Thursday, June 4, 2009

Blues Festival, Piacenza, Italy


Here I am at the Leaning Sign of Piacenza.

In a way, it was like going to summer camp: You travel away from home. At first you're a little scared. People welcome you. You make new friends. You see the world from a different point of view. You learn new skills. You come back a better person.

One thing I learned was how to make people want to read my book. It came to me during my first radio interview when the host, a man named Luca, asked me to explain the title. Here is what I said:

In the USA, each state has a different license plate. In the state of Idaho, every car, every truck, every motorcycle has a license plate with a message at the bottom saying “Famous Potatoes.” I always thought it was a funny idea: something so common, so ordinary, so down-to-earth as a potato could be famous. In my novel I write about people who are like potatoes - they’re the little people - the carpenter, the waitress, the truck driver, the prostitute - they live a hard life.
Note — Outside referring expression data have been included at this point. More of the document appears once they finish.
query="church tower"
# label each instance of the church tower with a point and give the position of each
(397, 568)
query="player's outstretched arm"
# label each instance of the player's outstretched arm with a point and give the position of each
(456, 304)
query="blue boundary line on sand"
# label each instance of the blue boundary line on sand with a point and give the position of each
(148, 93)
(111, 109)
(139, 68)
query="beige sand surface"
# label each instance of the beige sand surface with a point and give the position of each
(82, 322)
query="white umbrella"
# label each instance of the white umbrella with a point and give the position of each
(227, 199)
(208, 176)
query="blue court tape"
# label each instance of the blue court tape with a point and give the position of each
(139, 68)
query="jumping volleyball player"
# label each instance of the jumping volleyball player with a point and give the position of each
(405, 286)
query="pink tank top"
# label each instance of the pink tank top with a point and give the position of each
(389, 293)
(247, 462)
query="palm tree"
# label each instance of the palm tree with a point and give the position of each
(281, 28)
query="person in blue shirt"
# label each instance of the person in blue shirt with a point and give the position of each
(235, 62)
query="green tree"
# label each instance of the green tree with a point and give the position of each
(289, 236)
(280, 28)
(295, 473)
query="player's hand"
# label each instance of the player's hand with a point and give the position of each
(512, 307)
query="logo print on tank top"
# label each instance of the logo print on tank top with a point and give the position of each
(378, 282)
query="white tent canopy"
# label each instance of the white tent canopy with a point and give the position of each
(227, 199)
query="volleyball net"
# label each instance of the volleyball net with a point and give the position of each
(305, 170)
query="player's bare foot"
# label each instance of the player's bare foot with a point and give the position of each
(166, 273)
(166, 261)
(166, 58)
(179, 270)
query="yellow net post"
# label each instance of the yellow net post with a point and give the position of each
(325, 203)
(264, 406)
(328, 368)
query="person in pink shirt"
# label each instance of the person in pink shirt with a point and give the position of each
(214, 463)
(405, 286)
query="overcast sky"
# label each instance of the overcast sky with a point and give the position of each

They’re invisible. They have to be hard to survive. But if you dig them up, if you warm them, you can make them soft and sometimes you can make them sweet. That’s what I’m searching for in my writing: that softness, that sweetness in people who are living hard lives.

It seemed like a good answer, so I repeated it for the rest of my tour to about a dozen audiences. And each time after I spoke, people would go over to the book sale table and buy copies of Le Famose Patate. I wish I'd figured this out 30 years ago, when the book was first published.

Here are some more things I would say to the audience:

Another meaning of the title is that a potato lives underground, and in the USA, when you are hiding from the police, when you are living outside the law, it is said that you are living “underground.” The hero of Famous Potatoes is in a bar in St. Louis, Missouri on the Mississippi River when he gets in an argument with a stranger. During the argument the man is stabbed, and he dies. Everybody runs out of the bar and disappears along the river. It turns out that the dead man is a policeman. Our hero didn’t do it, but he can’t prove it, so he runs away - he lives underground - like a potato.

Another meaning of underground became apparent after the book was published. It was called an “underground novel” because it was popular among people who don’t respond to book reviews or advertising, people who passed it hand to hand and spread the news by word of mouth.

I sometimes feel like a potato myself. I’m a little writer. I’ve never been able to make a living from my books and have always worked with my hands.

Then, if somebody asked if the book was true, if it was based on my actual life, I would add:

People assume that everything in the novel is true, and I guess I should take it as a compliment that the writing was so believable. But not all of of the disasters and humiliations that happen to the hero are true, so it’s a little unnerving when a stranger comes up to me with sadness in her eyes, and she gives me a big hug, and she says “I’m so sorry about your testicles.”